In the programme for the 1996 Galway Arts Festival, Mallon was given the following intro (as part of his inclusion in the comedy trio Gael Force 3): "No stranger to Galway audiences, Big Gerry Mallon has been resident MC at the city's comedy club since 1994. He's brought his deranged worldview to every comedy club in the country and has been described as a big, soft, cuddly hoodlum".

Mallon was noted as "regularly tour(ing)" both Britain and Ireland as of 1998, having developed a "full routine of his own", and as of 2001, explained his touring habits to Hot Press magazine:

"I do the Carrolls tours, I've done all the clubs in Ireland, the Gael Force III thing in Edinburgh with Tommy Tiernan and Patrick McDonnell and I've done various Arts Festivals and stuff as well," he explains. "I don't travel up east much, as you know. I don't need to actually, because every two bit town in the west has a festival of some sort during the summer and I make good bucks working those. I mean, I might be standing on the back of a truck doing my thing between the Guess How Many Maggots Are Eating The Sheep's Arse competition and the Dwarf Kicking competition, but at least it's a gig, y'know. I could go up and do the Cellar and other clubs in Dublin during the week but, with the exception of the Laughter Lounge which I've played a few times, most of the gigs in Dublin are relatively small so the fee would barely cover the train fare and a couple of beers."

In March 2001, Mallon explained how he had been running The Murphy's Comedy Club every Sunday night for "about three years" at the GPO nightclub on Galway's Eglinton Street. Tommy Tiernan began his comedy career in the club doing "open spots" and Mallon was credited with giving him his first break in a 1998 Irish Times article.

As of 2001, Mallon mused "I don't think I'm ever going to get anywhere huge with this because I'm not hungry enough to make the move across the water (to the UK) and most journalists can't be bothered to travel beyond Lucan. They never come over to see gigs in the west. I've actually got a big problem with this East versus West thing." Mallon bemoaned the fact that the English and Irish media "wouldn't ever venture beyond The Comedy Cellar" in Dublin at a time when the "two most successful clubs in the country which were trying something different" both happened to be outside of the capital city and consequently "never (got) a look in".
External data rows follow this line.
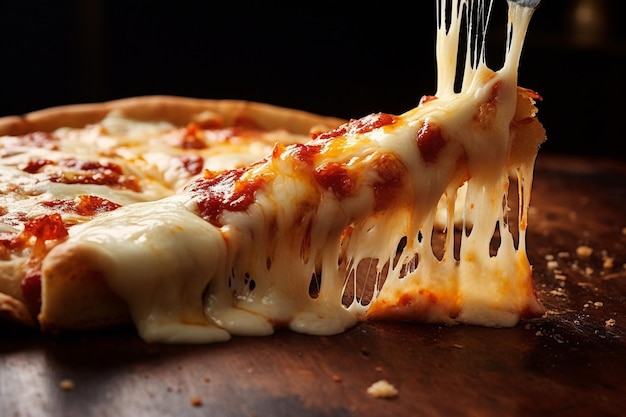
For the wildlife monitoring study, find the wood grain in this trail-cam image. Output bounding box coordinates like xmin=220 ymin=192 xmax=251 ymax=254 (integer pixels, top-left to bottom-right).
xmin=1 ymin=154 xmax=625 ymax=417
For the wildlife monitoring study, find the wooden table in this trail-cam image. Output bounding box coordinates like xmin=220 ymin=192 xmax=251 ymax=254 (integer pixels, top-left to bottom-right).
xmin=2 ymin=154 xmax=625 ymax=417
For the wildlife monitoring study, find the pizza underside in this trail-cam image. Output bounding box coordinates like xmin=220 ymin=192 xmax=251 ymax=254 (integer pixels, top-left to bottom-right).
xmin=0 ymin=0 xmax=546 ymax=343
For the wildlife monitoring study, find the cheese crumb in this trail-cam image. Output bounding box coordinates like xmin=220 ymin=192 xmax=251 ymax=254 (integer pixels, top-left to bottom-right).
xmin=576 ymin=245 xmax=593 ymax=258
xmin=59 ymin=379 xmax=75 ymax=391
xmin=605 ymin=318 xmax=616 ymax=327
xmin=367 ymin=380 xmax=398 ymax=399
xmin=593 ymin=301 xmax=604 ymax=308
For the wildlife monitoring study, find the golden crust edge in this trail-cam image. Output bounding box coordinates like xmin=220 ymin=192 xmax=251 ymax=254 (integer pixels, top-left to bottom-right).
xmin=0 ymin=95 xmax=345 ymax=136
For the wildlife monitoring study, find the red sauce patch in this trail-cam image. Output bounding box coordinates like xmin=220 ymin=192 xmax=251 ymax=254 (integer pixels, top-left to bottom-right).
xmin=291 ymin=143 xmax=324 ymax=166
xmin=22 ymin=213 xmax=69 ymax=242
xmin=312 ymin=113 xmax=398 ymax=140
xmin=179 ymin=124 xmax=207 ymax=149
xmin=372 ymin=154 xmax=406 ymax=211
xmin=20 ymin=159 xmax=54 ymax=174
xmin=187 ymin=168 xmax=266 ymax=226
xmin=7 ymin=215 xmax=69 ymax=314
xmin=42 ymin=195 xmax=122 ymax=216
xmin=5 ymin=213 xmax=69 ymax=266
xmin=314 ymin=162 xmax=354 ymax=199
xmin=176 ymin=154 xmax=204 ymax=176
xmin=21 ymin=158 xmax=141 ymax=192
xmin=417 ymin=121 xmax=446 ymax=164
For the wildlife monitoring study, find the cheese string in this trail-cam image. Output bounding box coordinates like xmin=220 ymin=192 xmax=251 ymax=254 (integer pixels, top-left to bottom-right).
xmin=436 ymin=0 xmax=536 ymax=95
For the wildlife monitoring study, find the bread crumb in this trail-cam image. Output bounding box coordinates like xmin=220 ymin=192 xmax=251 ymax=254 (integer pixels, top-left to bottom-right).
xmin=557 ymin=251 xmax=570 ymax=258
xmin=554 ymin=274 xmax=567 ymax=281
xmin=203 ymin=375 xmax=211 ymax=383
xmin=549 ymin=288 xmax=566 ymax=297
xmin=367 ymin=380 xmax=398 ymax=399
xmin=190 ymin=396 xmax=203 ymax=407
xmin=544 ymin=254 xmax=554 ymax=261
xmin=603 ymin=257 xmax=614 ymax=269
xmin=622 ymin=227 xmax=626 ymax=236
xmin=59 ymin=379 xmax=75 ymax=391
xmin=535 ymin=331 xmax=543 ymax=337
xmin=576 ymin=245 xmax=593 ymax=258
xmin=605 ymin=318 xmax=616 ymax=327
xmin=332 ymin=374 xmax=342 ymax=383
xmin=593 ymin=301 xmax=604 ymax=308
xmin=546 ymin=260 xmax=559 ymax=270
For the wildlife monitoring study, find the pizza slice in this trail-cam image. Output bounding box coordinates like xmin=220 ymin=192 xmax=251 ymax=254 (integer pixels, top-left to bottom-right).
xmin=1 ymin=0 xmax=546 ymax=343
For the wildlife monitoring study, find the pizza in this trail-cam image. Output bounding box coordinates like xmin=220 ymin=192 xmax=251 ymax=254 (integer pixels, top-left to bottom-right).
xmin=0 ymin=0 xmax=546 ymax=343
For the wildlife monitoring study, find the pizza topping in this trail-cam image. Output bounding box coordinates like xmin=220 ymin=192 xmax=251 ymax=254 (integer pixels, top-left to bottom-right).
xmin=372 ymin=154 xmax=406 ymax=212
xmin=417 ymin=121 xmax=446 ymax=164
xmin=21 ymin=158 xmax=141 ymax=192
xmin=177 ymin=124 xmax=207 ymax=149
xmin=175 ymin=154 xmax=204 ymax=176
xmin=290 ymin=143 xmax=324 ymax=166
xmin=314 ymin=162 xmax=354 ymax=199
xmin=20 ymin=159 xmax=54 ymax=174
xmin=189 ymin=168 xmax=267 ymax=226
xmin=42 ymin=195 xmax=122 ymax=217
xmin=312 ymin=113 xmax=398 ymax=140
xmin=22 ymin=213 xmax=69 ymax=243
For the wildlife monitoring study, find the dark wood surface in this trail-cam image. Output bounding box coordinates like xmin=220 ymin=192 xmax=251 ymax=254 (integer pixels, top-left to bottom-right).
xmin=2 ymin=154 xmax=625 ymax=417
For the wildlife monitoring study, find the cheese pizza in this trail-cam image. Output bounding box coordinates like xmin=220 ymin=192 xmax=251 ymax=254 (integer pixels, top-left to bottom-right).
xmin=0 ymin=0 xmax=546 ymax=343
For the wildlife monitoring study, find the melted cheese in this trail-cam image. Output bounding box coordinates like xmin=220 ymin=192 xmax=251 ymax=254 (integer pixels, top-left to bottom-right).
xmin=39 ymin=0 xmax=545 ymax=343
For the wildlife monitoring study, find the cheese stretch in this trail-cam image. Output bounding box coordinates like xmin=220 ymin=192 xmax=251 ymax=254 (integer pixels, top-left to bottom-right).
xmin=41 ymin=0 xmax=546 ymax=343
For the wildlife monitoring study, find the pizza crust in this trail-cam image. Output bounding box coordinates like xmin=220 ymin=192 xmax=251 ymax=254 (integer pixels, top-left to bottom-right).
xmin=0 ymin=95 xmax=345 ymax=136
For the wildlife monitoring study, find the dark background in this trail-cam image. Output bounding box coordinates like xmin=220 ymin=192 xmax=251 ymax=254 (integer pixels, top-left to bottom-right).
xmin=1 ymin=0 xmax=624 ymax=159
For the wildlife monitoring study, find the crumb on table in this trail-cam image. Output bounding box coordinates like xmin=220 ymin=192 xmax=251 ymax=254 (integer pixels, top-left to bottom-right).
xmin=367 ymin=380 xmax=398 ymax=399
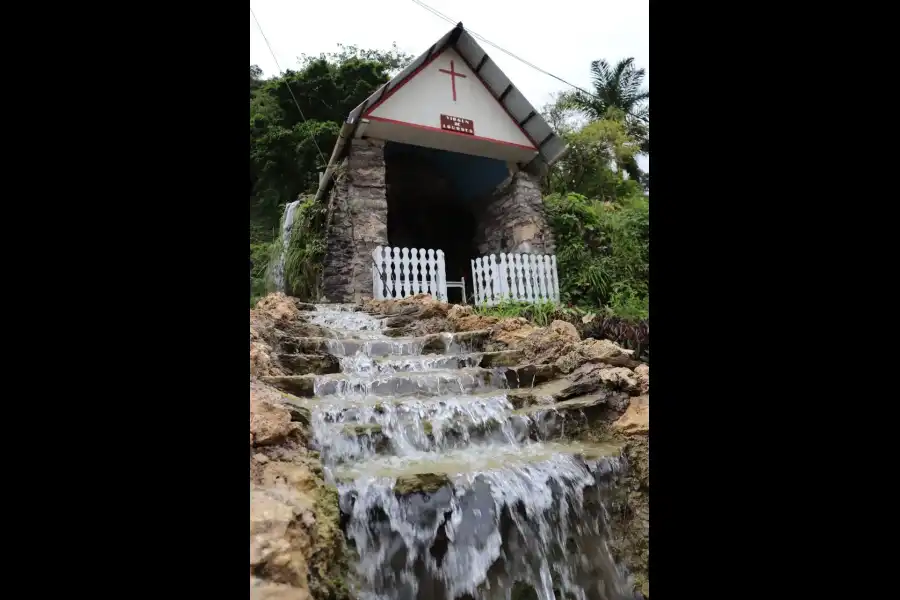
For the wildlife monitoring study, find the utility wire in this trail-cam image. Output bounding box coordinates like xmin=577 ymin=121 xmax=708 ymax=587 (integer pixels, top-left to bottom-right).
xmin=250 ymin=6 xmax=330 ymax=169
xmin=409 ymin=0 xmax=604 ymax=102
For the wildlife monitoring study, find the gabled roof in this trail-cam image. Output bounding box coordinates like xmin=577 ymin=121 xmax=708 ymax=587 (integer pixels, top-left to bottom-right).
xmin=313 ymin=23 xmax=566 ymax=204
In 2003/04, Mallon gave Irish comedian David O'Doherty his first headline spot at the Comedy Club in Galway.

As of 2007, Mallon was still running his comedy club in Galway city, operating out of the Cuba nightclub every Sunday night. Mallon noted the presence of three weekly comedy clubs in Galway at the time, which he considered "a bit weird" considering the size of the city, adding "I think per head of capita, if you transfer(ed) that into Dublin terms, there'd be something like 58 comedy clubs." Mallon noted that while he was still MCing the comedy club and "occasionally doing bigger gigs", he was "not as interested in standing on the stage as he used to be".

In May 2010, he started The First Friday Comedy Club at The Co-Op in Moycullen, with David McSavage as inaugural headliner.

==Complaints==
In February 2017, a number of complaints were made about Mallon's use of language while hosting a Show Me The Funny comedy event in Galway. Mallon defended the language he used and apologised if he had "inadvertently offended anyone", adding "Everyone has an opinion on what can or cannot be said in a live comedy situation."